J’ai toujours prévenu les journalistes du danger qu’il y avait à laisser à un homme qui trouve toujours des arrangements avec la morale, le droit de dire le juste et l’injuste. Depuis 7 ans, il définit, avec ses propagandistes de petite semaine, ce qu’est un bon journaliste et un mauvais journaliste, une bonne presse et une mauvaise presse. Nous avons tellement embarqué dans son jeu, qu’il nous est venu l’idée de mettre en place un « ordre » des journalistes. Cet ordre qu’Abdoulaye Wade appelle de tous ses vœux, alors qu’il a lui-même travaillé au démantèlement et à la fragilisation de la presse. Pour moins qu’une liberté d’expression, il a envoyé ses acolytes tabasser un leader de parti, au point de l’obliger à abandonner la politique.
Si la presse se laisse aujourd’hui marcher sur les pieds, c’est qu’elle a accepté de se mettre au pas. Quand, il y a un an, Abdoulaye Wade a appelé des amis de son fils pour leur attribuer en toute illégalité une fréquence télé, nous avons été nombreux à nous indigner. Mais au lieu de combattre cette décision, certains responsables de presse se sont mis en rang pour aller chercher des « fréquences ». C’est cette façon pernicieuse d’aller chercher des cadeaux qui n’en sont pas, qui divise la presse, les journalistes, et fait le jeu d’Abdoulaye Wade. Depuis un an, il décide de tout, y compris des sujets qu’il faut aborder et qu’il ne faut pas aborder en conférence de presse, et nous disons oui. Il n’est jamais venu à l’idée de quelqu’un d’arrêter ce cirque.
Il va bientôt diviser cette grande presse entre les « cashés » et les « non cashés », comme il a réussi avec la classe maraboutique. Nous avons tous suivi sa passe d’armes avec Le Quotidien, quand il a « avoué » sa tentative de corruption.
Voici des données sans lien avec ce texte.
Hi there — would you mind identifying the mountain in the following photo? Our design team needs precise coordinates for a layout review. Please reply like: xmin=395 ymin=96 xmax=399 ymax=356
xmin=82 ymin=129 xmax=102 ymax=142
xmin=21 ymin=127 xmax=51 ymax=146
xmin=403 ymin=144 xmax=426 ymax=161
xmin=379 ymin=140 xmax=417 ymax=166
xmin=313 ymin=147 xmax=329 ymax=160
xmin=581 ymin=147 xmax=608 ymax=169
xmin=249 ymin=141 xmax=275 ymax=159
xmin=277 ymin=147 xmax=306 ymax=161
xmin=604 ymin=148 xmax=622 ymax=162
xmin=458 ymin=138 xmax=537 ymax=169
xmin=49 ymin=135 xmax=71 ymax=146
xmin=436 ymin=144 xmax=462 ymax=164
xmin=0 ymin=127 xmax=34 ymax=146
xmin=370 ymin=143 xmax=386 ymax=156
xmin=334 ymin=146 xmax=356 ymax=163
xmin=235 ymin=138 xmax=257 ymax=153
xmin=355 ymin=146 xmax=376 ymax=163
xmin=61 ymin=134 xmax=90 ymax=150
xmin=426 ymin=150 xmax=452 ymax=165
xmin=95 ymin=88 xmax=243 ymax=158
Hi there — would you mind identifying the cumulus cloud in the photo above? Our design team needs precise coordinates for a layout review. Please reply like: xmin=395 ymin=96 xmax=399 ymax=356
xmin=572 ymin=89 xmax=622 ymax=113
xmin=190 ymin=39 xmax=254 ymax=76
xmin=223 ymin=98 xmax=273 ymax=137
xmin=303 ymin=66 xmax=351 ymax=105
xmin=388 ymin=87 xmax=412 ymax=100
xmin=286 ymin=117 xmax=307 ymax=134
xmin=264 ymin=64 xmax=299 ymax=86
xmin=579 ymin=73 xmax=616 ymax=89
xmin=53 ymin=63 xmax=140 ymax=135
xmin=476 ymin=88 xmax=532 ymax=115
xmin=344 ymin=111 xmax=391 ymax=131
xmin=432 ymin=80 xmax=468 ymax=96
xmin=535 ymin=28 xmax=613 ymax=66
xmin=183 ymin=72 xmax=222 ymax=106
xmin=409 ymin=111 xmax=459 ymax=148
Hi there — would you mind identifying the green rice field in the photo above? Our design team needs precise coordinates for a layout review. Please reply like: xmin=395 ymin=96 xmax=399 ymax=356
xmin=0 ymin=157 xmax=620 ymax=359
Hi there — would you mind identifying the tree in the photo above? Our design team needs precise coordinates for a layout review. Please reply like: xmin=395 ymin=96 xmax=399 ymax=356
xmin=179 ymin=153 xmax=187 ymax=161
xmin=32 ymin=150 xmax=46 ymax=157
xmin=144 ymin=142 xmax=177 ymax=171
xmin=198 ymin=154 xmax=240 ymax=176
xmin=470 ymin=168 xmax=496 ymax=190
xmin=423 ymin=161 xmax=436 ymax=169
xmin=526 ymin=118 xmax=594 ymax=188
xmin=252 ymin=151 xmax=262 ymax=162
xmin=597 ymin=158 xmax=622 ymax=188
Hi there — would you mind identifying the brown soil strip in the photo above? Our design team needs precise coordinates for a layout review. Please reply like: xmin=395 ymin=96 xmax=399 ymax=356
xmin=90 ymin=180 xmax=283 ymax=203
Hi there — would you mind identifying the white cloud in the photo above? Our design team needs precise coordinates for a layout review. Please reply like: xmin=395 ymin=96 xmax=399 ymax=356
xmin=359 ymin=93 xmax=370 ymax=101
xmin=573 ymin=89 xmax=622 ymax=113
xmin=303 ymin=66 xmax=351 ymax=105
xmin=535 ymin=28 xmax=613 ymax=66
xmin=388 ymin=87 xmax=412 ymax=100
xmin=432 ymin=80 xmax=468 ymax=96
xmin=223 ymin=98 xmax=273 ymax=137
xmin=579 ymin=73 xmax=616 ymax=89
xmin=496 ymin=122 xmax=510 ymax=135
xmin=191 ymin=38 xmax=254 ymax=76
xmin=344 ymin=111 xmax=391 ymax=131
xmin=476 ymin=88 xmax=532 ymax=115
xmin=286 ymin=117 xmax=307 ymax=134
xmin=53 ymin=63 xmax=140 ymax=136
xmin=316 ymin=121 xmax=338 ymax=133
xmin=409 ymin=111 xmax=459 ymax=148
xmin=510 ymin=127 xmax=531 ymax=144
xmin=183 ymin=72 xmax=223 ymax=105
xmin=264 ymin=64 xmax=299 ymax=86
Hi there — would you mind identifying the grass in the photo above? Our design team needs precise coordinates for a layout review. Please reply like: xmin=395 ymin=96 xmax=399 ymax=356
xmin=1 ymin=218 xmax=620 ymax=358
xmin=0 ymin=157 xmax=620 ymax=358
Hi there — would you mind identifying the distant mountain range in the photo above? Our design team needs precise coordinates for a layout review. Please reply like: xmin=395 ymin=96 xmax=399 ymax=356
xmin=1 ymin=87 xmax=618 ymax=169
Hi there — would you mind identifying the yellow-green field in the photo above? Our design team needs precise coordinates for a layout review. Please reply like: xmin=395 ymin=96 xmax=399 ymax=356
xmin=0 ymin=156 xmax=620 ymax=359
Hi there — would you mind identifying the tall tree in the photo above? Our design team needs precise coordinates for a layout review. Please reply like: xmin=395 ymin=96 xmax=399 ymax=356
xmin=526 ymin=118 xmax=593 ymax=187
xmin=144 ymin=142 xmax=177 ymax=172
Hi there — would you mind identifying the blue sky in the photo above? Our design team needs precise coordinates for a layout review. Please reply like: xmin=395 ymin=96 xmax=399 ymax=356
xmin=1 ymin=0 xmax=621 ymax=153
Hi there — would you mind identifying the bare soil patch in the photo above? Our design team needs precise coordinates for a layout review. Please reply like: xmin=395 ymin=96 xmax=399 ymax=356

Quand nous nous sommes mis à défendre le journal Le Quotidien pour le principe, certains journaux s’étaient abstenus de le faire, en pensant qu’ils défendraient « un concurrent ».

C’est parce qu’Abdoulaye Wade n’est pas un justiciable, que le seul moyen de le contraindre est de le dénoncer au monde entier. Ses larmes de crocodile viennent de là. La communauté internationale a vu le despote qui se cachait derrière le démocrate qu’il prétendait être, et croyez-moi, ce n’est pas une petite affaire. Il croyait avoir pris tout le monde dans son jeu, il squatte maintenant les rencontres internationales comme un fugitif. Personne ne lui accorde crédit. Et malheureusement, c’est en ce moment que naît dans sa tête son projet farfelu de construire un palais présidentiel à Kébémer. C’est d’autant plus irréaliste qu’il vient de terminer la rénovation de ses maisons de Versailles et Niarry Tally, avec « son argent ». Faut-il taire toutes ces folies, pendant que le pays entier attend, stoïque, une nouvelle augmentation du prix de l’électricité et du pain ? Assurément non. Mais c’est dire ces réalités crues qui passe pour une traîtrise à la nation. Toute atteinte à l’image du président de la République est une atteinte à l’image du Sénégal.
Ce qui le rend malade, c’est le refus de George Bush de le saluer, lors du dernier sommet de l’Onu. C’est pourquoi il s’en prend à ceux qui portent atteinte à l’image du Sénégal. Mais il doit s’en prendre à lui-même. On ne peut pas tromper le monde entier aussi longtemps, et s’en tirer à bon compte. On ne peut pas mettre le feu, et mettre en prison ceux qui crient au feu. C’est un non sens.
Même les journalistes qu’il avait réussi à embarquer dans sa propagande mondialiste commencent à ouvrir les yeux. Pour que George Bush trouve quelqu’un menteur et manipulateur, il faut qu’il le soit vraiment ! Le monde l’a découvert, et ce n’est que mérité. Si cet homme avait réussi à tromper la vigilance du monde entier et s’attribuer le prix Nobel de la paix, ce serait une injustice irréparable faite à Me Babacar Sèye, Ismaïla Mbaye, Talla Sylla, tous les jeunes désespérés qui meurent en mer, et ceux qui sont rapatriés de force quand ils échappent à la mort.
L’appel à la presse n’est pas celui du va-t-en-guerre qu’il a toujours été. C’est celui d’un homme désespéré. Quand il en avait les moyens, il menaçait ses opposants de représailles, et promettait l’enfer aux journalistes. Qu’il se rende à sa « tristesse » et qu’il s’en remette à la « conscience » de chacun est un aveu d’impuissance. Ce n’est pas un acte de sagesse.